Re: XML/XSL on the client for dynamic UI

Subject: Re: XML/XSL on the client for dynamic UI
From: nimrod@xxxxxxxxxx
Date: Mon, 8 Nov 1999 07:40:05 +0200


Hi,

I've just noticed Olivier's post from about 2 weeks ago
(e-mail backlog and all that).

There are several issues to be discussed:
(a) The backend application (which handles steps 1 & 4);
(b) The frontend client; and
(c) The XML/XSL/... standards (DTD/Schema/...) for describing
    the UI and the data.

I certainly agree that (a) should be addressed by the
application servers, although without (b) and (c) they
will be locking into proprietary solutions.

There are several attempts at (b), each carrying their
own (non-standard, naturally) version of (c).  A few that
I'm aware of are the Mozilla XUL and XPToolkit (which is
highly Web-browser oriented), IBM's BML (which is highly
JavaBean oriented), and PDML (which comes from the AS/400
world with its own rendering engine).

All of the above couple (b) and (c) very tightly, which
is not a very open direction (especially if you think
about different platforms, such as PDAs etc.).
Moreover, none that I'm aware of pay any consideration to
representing the actual data (as opposed to the UI
description) and mixing it with the UI.

AFAIK, (c) is not targeted (by itself) by anyone.

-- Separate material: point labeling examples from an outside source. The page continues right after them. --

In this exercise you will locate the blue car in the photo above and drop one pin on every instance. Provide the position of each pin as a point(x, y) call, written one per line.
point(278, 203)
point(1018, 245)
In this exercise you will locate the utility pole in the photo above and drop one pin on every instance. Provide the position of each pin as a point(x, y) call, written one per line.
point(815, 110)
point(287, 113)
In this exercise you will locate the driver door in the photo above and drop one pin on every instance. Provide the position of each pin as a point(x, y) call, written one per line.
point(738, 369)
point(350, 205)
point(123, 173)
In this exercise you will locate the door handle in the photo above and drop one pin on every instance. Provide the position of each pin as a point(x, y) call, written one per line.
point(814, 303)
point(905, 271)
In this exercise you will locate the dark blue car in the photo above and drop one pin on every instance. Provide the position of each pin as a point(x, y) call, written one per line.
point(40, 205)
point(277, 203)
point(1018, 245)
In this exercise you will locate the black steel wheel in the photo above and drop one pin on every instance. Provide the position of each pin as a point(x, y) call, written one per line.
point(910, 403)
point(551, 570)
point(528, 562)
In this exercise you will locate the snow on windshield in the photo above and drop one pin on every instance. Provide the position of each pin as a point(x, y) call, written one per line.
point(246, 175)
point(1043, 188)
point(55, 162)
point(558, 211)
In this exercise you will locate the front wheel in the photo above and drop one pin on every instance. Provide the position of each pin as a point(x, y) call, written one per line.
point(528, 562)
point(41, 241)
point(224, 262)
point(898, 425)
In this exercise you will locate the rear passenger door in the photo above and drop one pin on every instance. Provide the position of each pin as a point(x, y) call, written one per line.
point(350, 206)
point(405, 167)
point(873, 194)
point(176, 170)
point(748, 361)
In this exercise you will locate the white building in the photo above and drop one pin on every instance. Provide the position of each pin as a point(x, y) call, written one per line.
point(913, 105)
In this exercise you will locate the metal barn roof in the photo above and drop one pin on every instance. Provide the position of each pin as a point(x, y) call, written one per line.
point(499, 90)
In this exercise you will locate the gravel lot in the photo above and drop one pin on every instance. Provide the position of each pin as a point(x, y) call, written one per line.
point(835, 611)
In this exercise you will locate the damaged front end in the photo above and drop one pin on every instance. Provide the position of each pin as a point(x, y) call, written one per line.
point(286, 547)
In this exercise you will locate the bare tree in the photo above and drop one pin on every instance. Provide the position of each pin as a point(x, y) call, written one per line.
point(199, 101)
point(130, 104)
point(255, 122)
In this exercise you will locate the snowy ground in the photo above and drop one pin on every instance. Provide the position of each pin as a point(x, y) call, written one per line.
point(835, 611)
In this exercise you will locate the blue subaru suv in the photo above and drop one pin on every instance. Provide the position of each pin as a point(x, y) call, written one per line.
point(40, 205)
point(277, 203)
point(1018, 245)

Is anyone feeling like joining an effort for designing a
standard in this direction?  I think a properly designed
standard could benefit many applications, as well as help
direct the development of future UIs.

Please respond to the list or to me personally, and I'll
see if there's enough interest to start forming some
coordinated effort.

Nimrod.


> John is right, I'm having in mind what he calls "customizable
> data-entry forms and such, which would vary with the content
> being collected". I originally had a look at XUL, however, and
> as far as I understood, the purpose is only to have a language
> describing the UI (its menus and dialogs typically) and not
> to implement it directly.
>
> The two solutions I went through and that I was trying to
> briefly describe in my original thread (HTML/DSO/XML and
> XML/XSL/HTML) are trying to do this.
>
> Maybe to rephrase the idea, the flow of the application would be
> something like this:
>
> 1. On the server, the XML data file is prepared from the content
>    of several RDBMS table.
> 2. The user receives in its browser this XML document and a way
>    to render it.
> 3. The user then enters the data he wants into various fields
>    (each of them having its own validation and event handling,
>    for instance implemented in JavaScript if we keep the
>    browser idea). All those changes are automatically updating
>    the XML document locally.
> 4. When finished, the user is submitting the updated XML data
>    back to the server which will update the database tables
>    accordingly.
>
> My current interest is mainly on steps 2. and 3., 1. and 4.
> starting to be easy to address on an application server, or at
> least people are obviously working on it at the moment (see the
> recent XML server debate on this list).
>
> Olivier.
>
>
> >From: "John E. Simpson" <simpson@xxxxxxxxxxx>
> >Date: Tue, 26 Oct 1999 11:29:35 -0400
> >Cc: xsl-list@xxxxxxxxxxxxxxxx
> >
> >At 06:45 AM 10/26/1999 -0700, Dale Asberry wrote:
> >>I've not really investigated beyond just a quick glance, but
> >>isn't XUL (eXtensible User-interface Language) supposed to
> >>support these ideas?  I'm not sure if this is true, but I
> >>remember reading that the Mozilla group is strongly
> >>considering using XUL to define the browser interface.  Anyone
> >>else see anything along these lines?
> >
> >I thought of XUL at first, too. (Yeah, I'm pretty sure
> >Mozilla's UI is indeed completely specified and customizable
> >with XUL.) But then I thought about it some more and I believe
> >what the original poster was really talking about had to do
> >with customizable data-entry forms and such, which would vary
> >with the content being collected -- not so much the chrome of
> >buttons, scrollbars, and the like. Dunno if XUL would be of any
> >help at all if that's what he was talking about. (Except that
> >you could dynamically add things like toolbar buttons, maybe.)